I'm just not sure what to do at this point. I'm afraid I'm just gonna give up on the whole supplement thing. I'm not a fan of taking vitamins myself. However, if they're liquid I'll be more inclined. So I'm just hoping I remember to give these to my girl.

Any suggestions???

Any help would be much appreciated. :D



View replies by

Carrie - posted on 03/07/2009




I also found this from the Dr. Sears site.  It looks like you need to find out the exact level in your area, since some water is naturally flouridated.


To be sure your children get the right amount of fluoride -- not too much and not too little -- follow these recommendations:

If your child drinks several glasses of water a day and the local water supply has a fluoride concentration of at least .3 parts per million, your child does not need fluoride supplements in the form of tablets or drops. Check with your family doctor or dentist as to your child's individual fluoride needs. You can check the fluoride content of your water by calling your local water department.

Even if your local tapwater is fluoridated, your infant or child may not drink enough tapwater to receive sufficient fluoride. In this situation, consult your doctor about giving your child fluoride supplements. If you drink bottled water , it will not be fluoridated unless you specifically request it.

Don't use fluoride-containing toothpastes and mouthwashes in children below the age of two, since toddlers tend to swallow toothpaste.

If your child uses a fluoridated toothpaste, allow only a pea-sized dab a day. This will provide the daily dose of recommended fluoride without risking overdose. Don't allow your children to use the generous amounts of toothpaste they see in TV commercials.

Ready-to-feed formulas are not made with fluoride- supplemented water.

Breastfed babies do not need additional supplies of fluoride.

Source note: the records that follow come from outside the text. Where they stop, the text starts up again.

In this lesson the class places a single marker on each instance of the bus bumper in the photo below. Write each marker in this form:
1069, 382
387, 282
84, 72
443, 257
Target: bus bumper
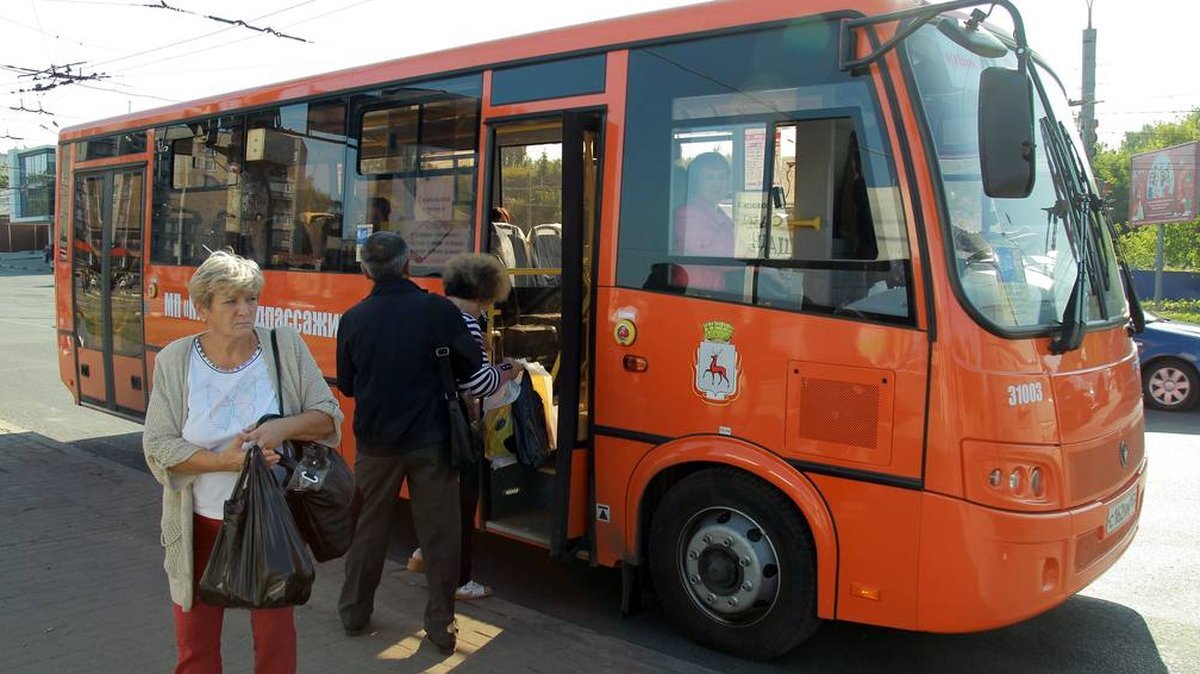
983, 567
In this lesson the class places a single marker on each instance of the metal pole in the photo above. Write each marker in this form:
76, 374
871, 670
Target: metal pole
1158, 263
1087, 114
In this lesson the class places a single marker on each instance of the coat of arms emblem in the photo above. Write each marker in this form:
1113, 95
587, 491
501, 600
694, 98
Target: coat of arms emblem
717, 363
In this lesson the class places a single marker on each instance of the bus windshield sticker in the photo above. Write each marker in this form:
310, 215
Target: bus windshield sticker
717, 365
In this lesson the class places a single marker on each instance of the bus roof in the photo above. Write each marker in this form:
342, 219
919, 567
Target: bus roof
577, 38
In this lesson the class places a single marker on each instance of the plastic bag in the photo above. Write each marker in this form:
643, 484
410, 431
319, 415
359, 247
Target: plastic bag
258, 559
529, 426
324, 499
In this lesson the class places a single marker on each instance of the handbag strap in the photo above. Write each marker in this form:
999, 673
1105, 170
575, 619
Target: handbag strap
449, 391
279, 371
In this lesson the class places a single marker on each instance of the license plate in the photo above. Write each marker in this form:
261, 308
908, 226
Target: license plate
1121, 511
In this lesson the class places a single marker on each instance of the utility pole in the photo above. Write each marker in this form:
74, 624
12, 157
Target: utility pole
1087, 114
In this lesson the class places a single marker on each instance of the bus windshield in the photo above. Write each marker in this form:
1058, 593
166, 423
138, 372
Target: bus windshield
1015, 260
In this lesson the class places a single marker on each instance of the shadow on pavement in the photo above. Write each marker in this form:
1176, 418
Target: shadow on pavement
1185, 422
124, 449
1083, 635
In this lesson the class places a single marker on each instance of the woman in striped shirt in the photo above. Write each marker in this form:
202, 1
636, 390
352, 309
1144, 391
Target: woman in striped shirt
474, 283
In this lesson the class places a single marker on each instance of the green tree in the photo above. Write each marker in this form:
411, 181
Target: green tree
1181, 247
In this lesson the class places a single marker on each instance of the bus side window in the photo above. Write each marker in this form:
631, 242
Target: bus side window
750, 180
195, 166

The American Academy of Pediatrics recommends that fluoride supplements not be given to infants younger than six months of age because of the concern about fluorosis in this age group.

Depending on your child's age and the fluoride concentration in your local water supply, the fluoride supplementation schedule is recommended by the American Academy of Pediatrics:

  0.6 ppm
AGE OF CHILDDaily Dosage of Fluoride
6 months to three years 0.25 mg 0.00 0.00
3-6 years 0.50 mg 0.25 mg 0.00
6 years to at least 16 years 1.0 mg 0.50 mg 0.00



Allison - posted on 03/07/2009




You've gotten good info - the only think I want to add is that typically breastmilk isn't considered "dairy." I don't know how breastmilk would interact with a supplement, though.

Carrie - posted on 03/07/2009




I found this link too.

Honestly, if you're not comfortable with the suppliment, hold off on giving it until you've researched it more.  You might also call a lactation consultant in your area and ask their advice over the phone.  They should be able to advise you.

[deleted account]

Thanks!  I appreciate it.  Yeah, our pediatrician recommended these supplements two months ago but we were so very skeptical....and frankly, scared!  So we waited until she started teething. :D

Great! I didn't know it caused excess gas.  She's already gassy as it is. LOL.

I'm still researching too.


Thanks again.

Tereza - posted on 03/07/2009




Hi Tenise,

I have found this:

Fluoride The American Academy of Pediatrics recommended in its 1997 policy statement that babies younger than six months should NOT receive fluoride supplements and that babies older than six months receive supplements only if they live in an area where the drinking water contains less than 0.3 ppm of fluoride. Fluoride supplements tend to contribute to excess intestinal gas (wind).


This is not a big hepl to you but if I find something better I`ll write.